Sandisk contributes to Ceph. About OSD optimizations, in the SSD context, CPU becomes bottle neck again. It needs more parallel and less CPU/OPs. There are many iterative small improvements in OSD read path. The existing write path strategy is for HDD, Sandisk modified buffering/writing strategy for SSD. Future there are RDMA intra-cluster communications, NewStore that reduces write amplification, and improved memory allocation.
WAL is widely used in Ceph, but in SSD context, writing everything twice is inefficient. Essentially we write WAL + actual data because we need to relocate data. But SSD FTL actually already manages data relocating. NewStore may achieve writing data only once (except metadata).
Kubernetes Cluster on Openstack
This is an introduction level talk for k8s.
Why Kubernetes?
Abstract the application with Pods.
Ability to group Pods using labels.
Enable accessing to Pod group using service abstraction.
Pod management, self-healing.
Details
K8s architecture.
K8s network model.
Issue of docker default networking model with k8s. To solve, opt1: routing for Pod networks; opt2, use overlay network.
I asked
K8s use flannel for underlying overlay network. How can I build complex network model like Neutron (seperated networks, routers)? No much idea yet. But be ware of overlay network performance hit.
If I use multiple redis nodes and app uses consistent hashing to access, the k8s service model breaks the paradigm. How to solve? No much idea yet. A walkaround is to get IP of each pod and access them.
Building Clouds for the Financial Industry: Challenges and Solutions
ShenZhen Securities Clearing Corporation .Ltd (SSCC) is building an IaaS, PaaS, and SaaS platform for their financial customers, new datacenter at 东莞. Cloud enables the user stories. Built by Mirantis + Openstack.
User stories
User case 1: Market data cloud
Use Case 2: Fund Cloud
Use Case 3: Face recognition cloud
Independent software vendors: the partner companies.
Why Openstack?
No vendor lock-in
Customization
Independent control
Openstack Merits: Scalability and performance, good API interface, quick update speed
Mirantis Partner
Using KVM.
Using Ceph as Cinder backend.
Mirantis provided SDN solution, Juniper Contrail.
Use Murano to deploy. Murano is the financial application catalog.
Use Sahara for big data. Special host aggregates for Hadoop related.
LMA - Logging, Monitoring, Alerting. Elasticsearch, InfluxDB, Grafana.

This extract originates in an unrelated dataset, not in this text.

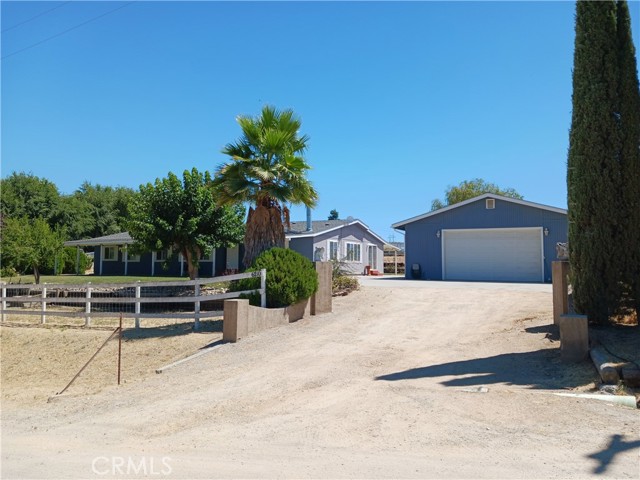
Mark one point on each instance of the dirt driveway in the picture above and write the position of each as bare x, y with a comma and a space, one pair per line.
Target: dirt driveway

Juniper Contrail as the selected SDN
HA in control and data planes.
Horizontally scalable L3
Service chaining to provide secure services (vDPI, vFW)
No hardware lock-in
Integrated with Fuel plugin with full automation
Storage design
Ceph SAS pool: most storage needs and Nova ephemeral storage
Ceph SSD pool: high disk IO workloads
SAN Storage pool: mission critical workload
The Openstack is already online and real customers are using it, but only business financial institutes (主要是中小的金融机构系统)。Currently the cloud is provided via SaaS to its consumers. Later when it gets more mature, larger financial institutes may join and consume it by hybrid cloud model.
How does the financial cloud differs from a common cloud? High priority for security and stability. The cost is not so much concerned. Service is provided by SaaS.
The state of Ceph, Manila, and Containers in Openstack: by Sage Weil
Why file? Why not block?
Container volume are FS.
App uses FS first.
Ext4 etc FS are exclusive access.
Block volume size expands without administrator control.
Ceph has multiple clients: Linux kernel, ceph-fuse, libcephfs.so (Samba, Ganesha, Hadoop)
The key feature of CephFS: dynamic metadata partitioning
CephFS road to production: "Production-ready" Ceph FS at Jewel release (Q1 2016)
FSCK and repair: a lot of tools. Tool must be available for CephFS to go production.
Manila File Storage awkwards
Manila also manages part of connectivity problems, manage "share networks" via Neutron.
User must attach guest to share network, user must mount the shared.
Genesha + libcphefs model for CephFS via Manila.
Expensive: Extra hop. Extra VM.
It is not HA.
Native Ceph Driver for Manila
Client needs modern kernel.
Comming soon.
cephfs-volume-manage.py -> libcephfs.py -> libcephfs.so -> CephFS
Security issues
Tenants have access to storage network. CephFS has to ensure tenant isolation.
New CephFS path-based authentication.
Ceph's security becomes the only barrier.
KVM + 9P/VirtFS + libcephfs.so model for CephFS via Manila
Tenants remain isolated from storage layer.
More compact
Prototyping by Jevon Qioa, Haomai Wang, etc
KVM + NFS + NFSD/GANESHA + CephFS
Tenants remain isolated from storage layer.
More compact
NFS to Host: Problems with TCP/IP. Slightly awkward network setup.
Cons on the ppt. There are Cons.
AF_VSOCK
VMware vSocket. Zero configuration.
NFS to Host: VSock (Community learned from VMware AF_SOCK?)
NFS 4.1 only.
Various patches are under review.
KVM + NFS (VSock) + NFSD + CephFS
We like the VSock-based model
I definitely want the ppt because a lot of detailed are written on the ppt but Sage goes too fast.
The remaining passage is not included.